Mirza se queda perplejo un instante al ver que un hombre puede hablar de su mujer en plena calle; luego, alisándose la barba teñida con alheña, cabecea y dice:

– ¿No es acaso la voluntad de Dios?

– ¿Quién se atrevería a rebelarse contra ella, Mirza? Yo no, desde luego. La acepto por completo, con infinita devoción. Pero es que estoy solo y desvalido. No tengo a nadie que me ayude.

– Pues es muy sencillo: repúdiala.

– No tiene familia -contesta ingenuamente Atiq, sin percatarse del creciente desprecio que le va cambiando la cara a su amigo, visiblemente espantado de tener que demorarse en un tema tan denigrante-. Sus padres murieron, sus hermanos se fueron cada cual por su lado. Y, además, no puedo hacerle eso.

– ¿Y por qué no?

– Acuérdate de que me salvó la vida.

Mirza echa el torso hacia atrás, como si los argumentos del carcelero lo cogieran por sorpresa. Adelanta los labios, inclina la cara hacia un hombro para poder vigilar al bies a su interlocutor.

– ¡Sandeces! -exclama-. Sólo Dios dispone de la vida y la muerte. Te hirieron cuando combatías a mayor gloria suya. Como no podía enviar a Gabriel a socorrerte, puso a esa mujer en tu camino. Te cuidó por la voluntad de Dios. Se limitó a cumplir con Su voluntad. Tú hiciste cien veces más: te casaste con ella. ¿Qué más podía esperar una mujer que te lleva tres años y era, por entonces, una solterona sin ilusiones y sin atractivos? ¿Puede haber generosidad mayor con una mujer que brindarle techo, amparo, honra y un apellido? No le debes nada. Ella es quien tiene que reverenciar ese gesto que tuviste, Atiq, y besarte uno a uno los dedos de los pies cada vez que te descalces. No está de más si no tenemos en cuenta lo que tú representas para ella. Sólo es una subalterna. Y, además, ningún hombre le debe nunca nada a una mujer. Las desdichas del mundo vienen precisamente de esa mala interpretación.

De repente, frunce el entrecejo.

– ¿No estarás tan loco como para quererla?

– Llevamos viviendo juntos alrededor de veinte años. No es ninguna tontería.

Mirza está escandalizado; pero se contiene e intenta no tratar con brusquedad a su amigo de la infancia.

– Vivo con cuatro mujeres, mi buen Atiq. Con la primera me casé hace veinticinco años; con la última, hace nueve meses.
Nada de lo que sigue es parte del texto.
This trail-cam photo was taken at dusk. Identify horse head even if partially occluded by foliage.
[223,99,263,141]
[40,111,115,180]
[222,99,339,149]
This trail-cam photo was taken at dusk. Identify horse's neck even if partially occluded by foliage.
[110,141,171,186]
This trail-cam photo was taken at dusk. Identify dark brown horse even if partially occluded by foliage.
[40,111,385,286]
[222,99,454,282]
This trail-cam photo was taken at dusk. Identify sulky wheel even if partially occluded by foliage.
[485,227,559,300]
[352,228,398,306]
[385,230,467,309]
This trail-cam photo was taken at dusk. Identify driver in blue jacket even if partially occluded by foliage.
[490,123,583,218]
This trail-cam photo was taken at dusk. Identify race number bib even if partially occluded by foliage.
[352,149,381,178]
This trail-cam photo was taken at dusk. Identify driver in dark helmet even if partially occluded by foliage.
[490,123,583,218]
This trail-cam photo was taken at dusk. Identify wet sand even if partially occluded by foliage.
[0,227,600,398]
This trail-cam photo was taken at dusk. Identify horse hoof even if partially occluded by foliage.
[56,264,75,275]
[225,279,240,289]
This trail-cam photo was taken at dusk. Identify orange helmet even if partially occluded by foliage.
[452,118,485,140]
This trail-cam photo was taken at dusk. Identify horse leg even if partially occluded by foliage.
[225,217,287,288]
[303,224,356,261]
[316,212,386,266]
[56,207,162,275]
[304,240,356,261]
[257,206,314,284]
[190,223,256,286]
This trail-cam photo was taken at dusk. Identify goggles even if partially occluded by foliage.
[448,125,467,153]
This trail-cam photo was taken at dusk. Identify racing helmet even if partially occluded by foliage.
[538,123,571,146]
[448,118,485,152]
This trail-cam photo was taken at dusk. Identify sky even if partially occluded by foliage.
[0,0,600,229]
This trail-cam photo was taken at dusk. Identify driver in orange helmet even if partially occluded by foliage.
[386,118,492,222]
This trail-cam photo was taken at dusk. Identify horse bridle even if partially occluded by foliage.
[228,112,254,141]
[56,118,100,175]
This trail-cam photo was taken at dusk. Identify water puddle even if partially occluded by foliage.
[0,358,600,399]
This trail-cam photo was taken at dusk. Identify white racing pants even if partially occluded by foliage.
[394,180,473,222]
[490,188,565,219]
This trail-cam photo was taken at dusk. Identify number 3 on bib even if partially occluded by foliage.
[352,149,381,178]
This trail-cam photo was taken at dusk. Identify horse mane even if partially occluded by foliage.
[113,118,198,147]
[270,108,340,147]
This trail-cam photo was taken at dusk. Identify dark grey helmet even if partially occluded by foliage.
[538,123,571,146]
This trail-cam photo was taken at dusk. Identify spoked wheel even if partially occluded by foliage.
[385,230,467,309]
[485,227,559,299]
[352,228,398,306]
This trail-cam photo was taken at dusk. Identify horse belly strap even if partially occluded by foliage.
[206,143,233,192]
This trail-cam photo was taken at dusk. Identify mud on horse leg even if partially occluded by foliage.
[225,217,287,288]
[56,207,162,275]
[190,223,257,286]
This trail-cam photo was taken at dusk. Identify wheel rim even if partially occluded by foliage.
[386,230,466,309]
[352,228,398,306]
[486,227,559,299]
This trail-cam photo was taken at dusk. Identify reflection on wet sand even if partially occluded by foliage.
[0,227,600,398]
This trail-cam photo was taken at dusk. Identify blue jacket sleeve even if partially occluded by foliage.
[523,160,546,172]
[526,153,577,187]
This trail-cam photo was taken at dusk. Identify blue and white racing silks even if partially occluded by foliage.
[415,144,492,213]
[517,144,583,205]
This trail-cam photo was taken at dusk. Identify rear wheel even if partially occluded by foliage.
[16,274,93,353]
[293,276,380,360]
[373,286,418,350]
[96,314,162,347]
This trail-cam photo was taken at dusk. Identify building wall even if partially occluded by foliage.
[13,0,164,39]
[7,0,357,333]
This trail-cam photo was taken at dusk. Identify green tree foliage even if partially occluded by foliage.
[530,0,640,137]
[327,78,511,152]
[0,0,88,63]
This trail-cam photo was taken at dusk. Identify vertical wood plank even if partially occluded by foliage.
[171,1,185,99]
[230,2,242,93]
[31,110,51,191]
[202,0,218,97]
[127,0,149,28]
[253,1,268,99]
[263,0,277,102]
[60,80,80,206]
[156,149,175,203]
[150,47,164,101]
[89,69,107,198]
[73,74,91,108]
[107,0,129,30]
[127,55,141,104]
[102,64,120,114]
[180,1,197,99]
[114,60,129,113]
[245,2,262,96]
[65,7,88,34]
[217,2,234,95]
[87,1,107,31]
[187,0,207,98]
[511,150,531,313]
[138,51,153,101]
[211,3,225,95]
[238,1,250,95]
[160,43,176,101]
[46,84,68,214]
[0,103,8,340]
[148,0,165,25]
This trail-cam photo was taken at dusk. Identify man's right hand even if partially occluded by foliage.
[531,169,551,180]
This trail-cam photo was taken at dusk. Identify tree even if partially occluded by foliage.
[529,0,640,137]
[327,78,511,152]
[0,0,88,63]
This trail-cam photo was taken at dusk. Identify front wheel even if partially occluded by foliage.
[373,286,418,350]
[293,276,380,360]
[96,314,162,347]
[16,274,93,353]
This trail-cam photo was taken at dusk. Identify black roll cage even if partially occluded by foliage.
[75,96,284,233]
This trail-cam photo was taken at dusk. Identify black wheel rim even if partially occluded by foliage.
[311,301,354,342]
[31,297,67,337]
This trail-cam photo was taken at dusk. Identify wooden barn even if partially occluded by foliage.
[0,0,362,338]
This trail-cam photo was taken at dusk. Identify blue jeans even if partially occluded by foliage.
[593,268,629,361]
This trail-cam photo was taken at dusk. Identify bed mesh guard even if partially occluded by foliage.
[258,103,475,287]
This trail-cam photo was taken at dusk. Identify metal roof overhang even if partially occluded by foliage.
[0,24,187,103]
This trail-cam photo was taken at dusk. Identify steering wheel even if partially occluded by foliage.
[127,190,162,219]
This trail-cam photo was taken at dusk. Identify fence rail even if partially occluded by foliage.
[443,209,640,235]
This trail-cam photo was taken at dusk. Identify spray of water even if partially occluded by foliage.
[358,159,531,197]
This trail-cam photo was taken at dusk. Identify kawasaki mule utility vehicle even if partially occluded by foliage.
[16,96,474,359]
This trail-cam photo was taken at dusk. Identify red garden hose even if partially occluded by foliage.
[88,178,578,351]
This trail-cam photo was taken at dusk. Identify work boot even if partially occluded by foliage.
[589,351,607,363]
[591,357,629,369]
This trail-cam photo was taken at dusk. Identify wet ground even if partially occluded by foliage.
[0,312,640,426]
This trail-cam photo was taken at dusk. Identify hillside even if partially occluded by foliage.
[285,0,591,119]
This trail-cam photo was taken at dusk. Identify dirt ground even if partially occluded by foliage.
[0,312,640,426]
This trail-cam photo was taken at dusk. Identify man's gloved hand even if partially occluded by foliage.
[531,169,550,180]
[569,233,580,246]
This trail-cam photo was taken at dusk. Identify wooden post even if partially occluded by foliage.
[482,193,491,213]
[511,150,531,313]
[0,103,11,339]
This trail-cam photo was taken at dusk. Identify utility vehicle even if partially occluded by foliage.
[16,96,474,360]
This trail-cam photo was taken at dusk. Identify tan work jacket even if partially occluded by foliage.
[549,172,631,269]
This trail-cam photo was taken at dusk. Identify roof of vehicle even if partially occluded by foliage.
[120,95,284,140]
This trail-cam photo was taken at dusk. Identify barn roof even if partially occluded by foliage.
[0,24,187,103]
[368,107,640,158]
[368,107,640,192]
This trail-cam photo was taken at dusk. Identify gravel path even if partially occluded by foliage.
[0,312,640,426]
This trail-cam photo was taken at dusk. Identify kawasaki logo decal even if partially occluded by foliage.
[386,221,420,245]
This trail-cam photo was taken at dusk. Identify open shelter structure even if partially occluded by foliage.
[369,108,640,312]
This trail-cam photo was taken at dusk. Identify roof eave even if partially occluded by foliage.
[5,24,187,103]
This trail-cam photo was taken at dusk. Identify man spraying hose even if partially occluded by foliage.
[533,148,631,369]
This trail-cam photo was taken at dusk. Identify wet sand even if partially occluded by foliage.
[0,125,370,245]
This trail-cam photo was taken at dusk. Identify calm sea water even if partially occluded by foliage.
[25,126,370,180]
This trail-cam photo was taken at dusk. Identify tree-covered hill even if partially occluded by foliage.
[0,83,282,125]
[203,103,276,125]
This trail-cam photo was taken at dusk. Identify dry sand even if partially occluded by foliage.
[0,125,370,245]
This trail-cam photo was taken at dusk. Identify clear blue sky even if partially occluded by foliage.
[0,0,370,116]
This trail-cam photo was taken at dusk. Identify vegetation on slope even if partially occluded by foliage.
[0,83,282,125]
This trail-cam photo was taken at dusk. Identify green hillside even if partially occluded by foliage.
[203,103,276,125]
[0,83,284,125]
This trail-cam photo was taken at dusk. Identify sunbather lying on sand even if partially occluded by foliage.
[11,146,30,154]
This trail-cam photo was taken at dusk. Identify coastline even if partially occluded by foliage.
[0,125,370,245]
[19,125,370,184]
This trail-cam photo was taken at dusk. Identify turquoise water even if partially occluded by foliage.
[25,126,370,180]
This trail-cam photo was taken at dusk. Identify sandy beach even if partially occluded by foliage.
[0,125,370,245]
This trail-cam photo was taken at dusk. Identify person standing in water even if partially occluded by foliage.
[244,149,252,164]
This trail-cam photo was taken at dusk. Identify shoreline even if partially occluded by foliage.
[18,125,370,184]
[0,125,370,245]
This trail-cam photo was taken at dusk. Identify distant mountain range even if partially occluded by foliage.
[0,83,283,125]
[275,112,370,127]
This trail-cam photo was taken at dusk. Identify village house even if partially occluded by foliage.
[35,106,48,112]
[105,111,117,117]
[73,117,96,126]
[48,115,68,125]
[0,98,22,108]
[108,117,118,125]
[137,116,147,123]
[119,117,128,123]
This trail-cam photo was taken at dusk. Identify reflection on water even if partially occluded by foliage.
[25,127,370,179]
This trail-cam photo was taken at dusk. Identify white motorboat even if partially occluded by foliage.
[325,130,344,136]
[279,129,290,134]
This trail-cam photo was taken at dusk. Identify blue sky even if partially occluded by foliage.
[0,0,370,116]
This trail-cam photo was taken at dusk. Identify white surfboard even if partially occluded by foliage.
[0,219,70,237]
No me inspiran todas sino desconfianza porque en ningún momento he sido capaz de entender cómo les funciona la cabeza. Estoy convencido de que nunca me enteraré del todo de cómo piensan las mujeres. Será cosa de creer que las ideas les dan vueltas en sentido contrario a las agujas de un reloj. Da lo mismo que vivas un año o un siglo con una concubina, con tu madre o con tu propia hija; siempre tendrás la sensación de un vacío, algo así como una zanja traidora que te va aislando poco a poco para dejarte más expuesto a los imprevistos de tus descuidos. Cuanto más crees que has domesticado a esas criaturas visceralmente hipócritas e imprevisibles, menos oportunidades tienes de no caer en sus maleficios. Aunque calentases a una víbora pegada al pecho, eso no te inmunizaría contra su veneno. Y, en eso que dices de los años, su paso sólo puede apaciguar un hogar en que el amor de las mujeres traiciona la inconsistencia de los hombres.